De chauffeur koos voor de snelweg. Omdat er geen acuut levensgevaar dreigde, voerde hij geen zwaailicht of sirene. Door het monotone geluid van de motor, de bijna verlaten weg en het late tijdstip, verslapte zijn aandacht en was hij niet bedacht op wat er komen ging. Om de vrouw in haar waarde te laten, wendde de broeder regelmatig zijn blik af.
Zo zag hij niet hoe ze centimeter voor centimeter haar linkerhand over haar rechter schoof. Haar vingertoppen vonden de opening tussen de knopen. Langzaam schoof haar rechterhand in het uniform.
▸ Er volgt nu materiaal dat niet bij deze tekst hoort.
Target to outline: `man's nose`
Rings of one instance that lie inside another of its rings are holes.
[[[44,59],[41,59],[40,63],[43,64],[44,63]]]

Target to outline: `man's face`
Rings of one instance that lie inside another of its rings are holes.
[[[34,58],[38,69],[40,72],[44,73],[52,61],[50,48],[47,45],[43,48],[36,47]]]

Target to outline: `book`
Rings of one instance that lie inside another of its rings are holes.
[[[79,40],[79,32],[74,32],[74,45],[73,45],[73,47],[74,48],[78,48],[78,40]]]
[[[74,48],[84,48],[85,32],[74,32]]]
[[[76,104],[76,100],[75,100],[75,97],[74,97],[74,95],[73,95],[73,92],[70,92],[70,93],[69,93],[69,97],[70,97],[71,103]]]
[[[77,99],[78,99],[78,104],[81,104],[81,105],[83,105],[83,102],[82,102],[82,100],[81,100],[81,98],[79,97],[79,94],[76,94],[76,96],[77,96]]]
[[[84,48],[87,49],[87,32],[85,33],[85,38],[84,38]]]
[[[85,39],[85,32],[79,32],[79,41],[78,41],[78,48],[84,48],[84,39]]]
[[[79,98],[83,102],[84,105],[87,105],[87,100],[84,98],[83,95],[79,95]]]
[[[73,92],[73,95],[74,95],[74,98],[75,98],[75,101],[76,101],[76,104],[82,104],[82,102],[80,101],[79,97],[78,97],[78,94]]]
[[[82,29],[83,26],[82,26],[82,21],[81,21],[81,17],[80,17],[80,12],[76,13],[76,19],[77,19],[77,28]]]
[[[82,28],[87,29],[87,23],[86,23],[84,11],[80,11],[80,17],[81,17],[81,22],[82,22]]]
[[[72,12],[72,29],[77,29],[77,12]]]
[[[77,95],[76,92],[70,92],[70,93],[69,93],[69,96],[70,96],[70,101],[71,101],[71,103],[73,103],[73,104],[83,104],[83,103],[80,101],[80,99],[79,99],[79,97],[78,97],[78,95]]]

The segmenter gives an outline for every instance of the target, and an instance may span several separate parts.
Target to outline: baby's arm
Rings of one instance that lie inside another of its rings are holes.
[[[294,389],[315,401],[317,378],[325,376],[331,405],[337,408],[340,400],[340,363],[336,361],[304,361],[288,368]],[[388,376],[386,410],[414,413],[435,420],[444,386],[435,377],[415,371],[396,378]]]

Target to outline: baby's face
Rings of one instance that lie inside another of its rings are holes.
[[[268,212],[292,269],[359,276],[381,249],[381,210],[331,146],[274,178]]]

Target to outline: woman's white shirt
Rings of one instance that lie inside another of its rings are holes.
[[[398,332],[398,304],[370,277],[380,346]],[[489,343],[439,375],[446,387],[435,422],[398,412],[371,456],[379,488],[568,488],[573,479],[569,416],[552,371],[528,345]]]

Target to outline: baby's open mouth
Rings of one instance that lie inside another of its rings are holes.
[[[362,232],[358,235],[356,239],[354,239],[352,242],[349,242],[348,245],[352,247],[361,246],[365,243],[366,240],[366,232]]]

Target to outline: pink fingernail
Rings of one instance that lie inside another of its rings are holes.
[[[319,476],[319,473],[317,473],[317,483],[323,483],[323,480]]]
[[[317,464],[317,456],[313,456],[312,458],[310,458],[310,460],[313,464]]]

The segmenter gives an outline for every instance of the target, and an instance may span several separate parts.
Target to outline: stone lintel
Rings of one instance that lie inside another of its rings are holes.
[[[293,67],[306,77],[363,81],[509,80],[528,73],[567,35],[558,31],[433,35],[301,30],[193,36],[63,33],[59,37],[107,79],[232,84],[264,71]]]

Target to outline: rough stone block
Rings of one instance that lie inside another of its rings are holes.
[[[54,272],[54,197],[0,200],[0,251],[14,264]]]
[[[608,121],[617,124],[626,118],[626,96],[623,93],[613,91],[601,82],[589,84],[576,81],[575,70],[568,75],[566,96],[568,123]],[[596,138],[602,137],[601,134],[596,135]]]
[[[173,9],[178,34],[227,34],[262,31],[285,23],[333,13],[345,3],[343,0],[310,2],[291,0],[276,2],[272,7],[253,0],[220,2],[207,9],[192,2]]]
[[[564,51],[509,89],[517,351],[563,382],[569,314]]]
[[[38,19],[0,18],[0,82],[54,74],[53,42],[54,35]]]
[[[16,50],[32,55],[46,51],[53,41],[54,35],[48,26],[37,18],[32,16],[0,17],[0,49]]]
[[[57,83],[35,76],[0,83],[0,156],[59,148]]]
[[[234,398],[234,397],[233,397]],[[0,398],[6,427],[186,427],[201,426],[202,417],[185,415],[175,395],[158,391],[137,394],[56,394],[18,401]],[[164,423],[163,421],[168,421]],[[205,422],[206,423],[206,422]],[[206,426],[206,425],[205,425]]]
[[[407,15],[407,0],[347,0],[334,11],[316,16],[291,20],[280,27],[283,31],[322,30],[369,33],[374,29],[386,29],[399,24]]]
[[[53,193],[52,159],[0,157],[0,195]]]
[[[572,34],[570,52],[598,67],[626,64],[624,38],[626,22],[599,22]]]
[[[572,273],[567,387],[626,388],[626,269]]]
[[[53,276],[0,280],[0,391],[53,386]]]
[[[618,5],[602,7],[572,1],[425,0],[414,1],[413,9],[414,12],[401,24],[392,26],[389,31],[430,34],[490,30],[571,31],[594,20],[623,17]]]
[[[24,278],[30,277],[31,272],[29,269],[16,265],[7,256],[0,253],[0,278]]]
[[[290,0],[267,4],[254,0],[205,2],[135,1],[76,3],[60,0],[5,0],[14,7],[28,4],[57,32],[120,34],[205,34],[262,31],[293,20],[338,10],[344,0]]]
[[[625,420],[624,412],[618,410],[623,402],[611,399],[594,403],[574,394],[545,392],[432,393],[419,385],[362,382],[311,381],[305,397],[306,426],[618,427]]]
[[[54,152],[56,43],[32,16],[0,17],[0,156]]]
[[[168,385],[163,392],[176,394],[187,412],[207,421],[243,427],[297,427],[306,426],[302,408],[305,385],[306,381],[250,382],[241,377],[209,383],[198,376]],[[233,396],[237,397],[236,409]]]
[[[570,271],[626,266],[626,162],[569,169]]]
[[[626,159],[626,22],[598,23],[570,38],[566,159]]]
Uit haar slipje haalde ze langzaam het voorwerp dat ze mee had kunnen smokkelen.
Razendsnel kwam ze omhoog. Ze pakte de broeder bij zijn uniform en trok hem naar haar toe. In haar hand hield ze een klein, scherp voorwerp. De punt ervan drukte ze tegen de halsslagader in zijn nek.
Ze stond op. Tot haar genoegen las ze doodsangst in zijn ogen. Hij was weerloos en niet van plan enig verzet te bieden. Ze sleurde hem mee naar de voorkant van de cabine. Terwijl ze de chauffeur tot op een meter was genaderd, zag ze in het achteruitkijkspiegeltje hoe zijn ogen op haar waren gericht. De blik beviel haar. Ook deze man zou geen heldhaftige stunts uithalen.
‘Als je doet wat ik zeg, blijft je collega leven,’ sprak ze dreigend. De chauffeur knikte willoos.